We filmed in Mississippi, and we only had 25 days for principal photography. Our AD, Mary Kerrigan did an incredible job scheduling this movie within that time, and not just to cram it all in, but she managed to schedule the right time of day for sunrise and sunset, etc. I don’t know how she did it, but she has a puzzle mind that I’m just in awe of.
What are the films/directors that have influenced you as a filmmaker, including Paradise Highway?
I’m most of all influenced by things I see in the real world, things that happen in real life – mine or others around the world. I read the newspapers, I watch the news. I’m curious of people and situations around me. When I lived in New York, I would love to sit on the subway and imagine the stories of all the people who shared the little space of the subway car with me. I talk with people. I talk with people I like, but also people I don’t like, because they tend to expand my thoughts to unknown places. And I talk to strangers. Like, just now, while transiting at Heathrow airport in London, I ended up talking with an older woman and had dinner with her. I learned about her life, her family, and her challenges. Characters grow out of all the people I meet. Not directly, but small pieces from this and that person joined together to form characters at a later stage when I’m developing new stories.
But there are of course filmmakers that I love as well. Susanne Bier is one of my favorite directors. Someone who can do any genre and who always finds the interesting angle on the material and the characters. I also treasure the work of Taika Waikiki, for example. What he did with Jo Jo Rabbit was genius. I love his playful, serious, yet unpretentious way of telling stories. And Paul Thomas Anderson is incredible – his characters and authenticity, and lightness, I love. And, for this movie, Thelma & Louise was a great inspiration. A movie about sexual assault that managed to not be an “issue” movie. Most people remember the movie as a joyful road adventure. As I mentioned earlier, Sally’s truck in Paradise Highway is the exact same color as the Thunderbird in Thelma & Louise.

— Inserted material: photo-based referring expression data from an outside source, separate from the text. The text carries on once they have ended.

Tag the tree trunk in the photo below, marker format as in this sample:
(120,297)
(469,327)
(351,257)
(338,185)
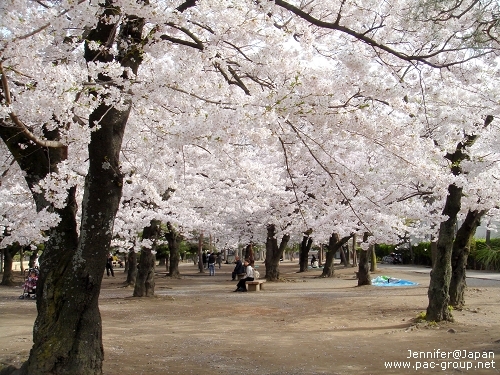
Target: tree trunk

Favorite movies from the past decade?
That list varies from day to day, but Jo Rabbit and Promising Young Woman always stay on the list and Licorice Pizza. Some others are Ex Machina, La La Land, Her, and Spiderman: Into the Spiderverse, because it was just so fresh, and I love a good movie I can watch with my kids. Very different movies, but it’s not about genre for me, but how they’re doing something special, something I haven’t seen before.

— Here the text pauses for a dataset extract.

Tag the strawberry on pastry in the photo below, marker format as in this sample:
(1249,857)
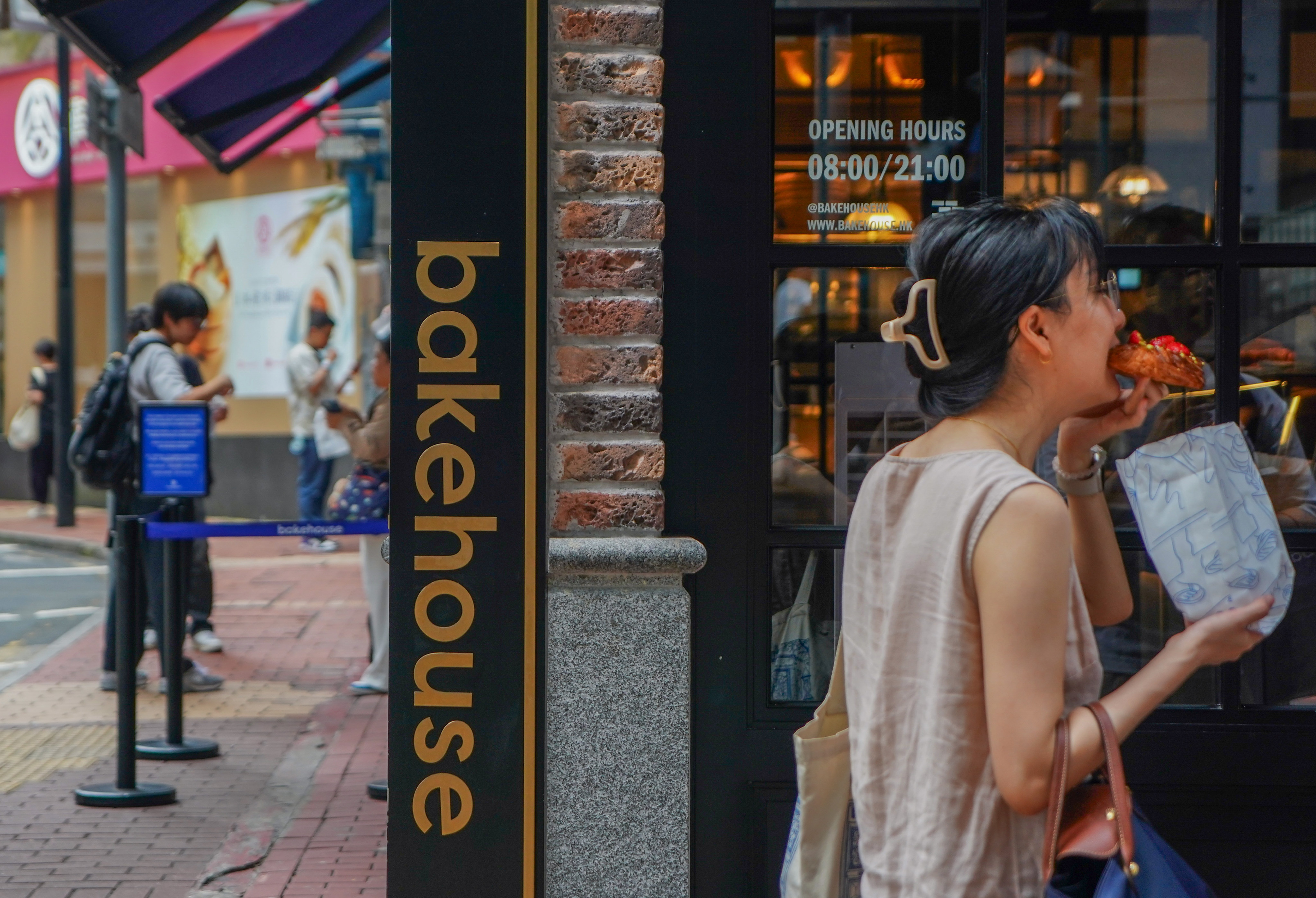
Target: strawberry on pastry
(1162,359)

Which themes and subject matters interest you as a filmmaker?
The connection between people. So that’s what I find in the stories I do. Paradise Highway is a film about the power of human connection; the damage that can be done when young girls are disconnected from the rest of society, and the goodness that can prevail when it is rekindled. At the same time, it is about human trafficking. Human trafficking is one of the symptoms of a society where we are disconnected.
Mostly I’m attracted to characters, environments, and stories that I haven’t seen before – or at least not in that exact way.

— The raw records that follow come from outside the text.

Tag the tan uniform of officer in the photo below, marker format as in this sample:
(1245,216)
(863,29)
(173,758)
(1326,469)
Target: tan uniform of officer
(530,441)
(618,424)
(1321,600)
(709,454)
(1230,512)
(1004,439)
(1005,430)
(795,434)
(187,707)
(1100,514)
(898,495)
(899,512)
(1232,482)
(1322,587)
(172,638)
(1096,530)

Do you have any upcoming projects you'd like to share with us?
I’m in talks with a couple of projects. and it looks likely that the next thing I direct will be written by someone else, something I am very excited about, but which I can’t share details about quite yet. I also have a couple of projects I’m developing on my own, one about a very cool and charming mother of five who saved several hundred prisoners during the Second World War – a story that will live somewhere between Fleabag and Jo Jo Rabbit. And the other is a project about the world-renowned artist Edvard Munch (read: the painter of one of the world’s most famous paintings: “The Scream”. You know it. There is an emoji made of it). It won’t be your traditional bio-pic, but a movie that lives between Loving Vincent and I’m Not There. Live action and animation, crossing the fame and fortune of Edvard Munch across three time periods and three continents. It’s a project I’m very excited about, but that still needs some love at the script stage before it can meet the world. I’m working on it with writing partner Kjersti Wøien Håland.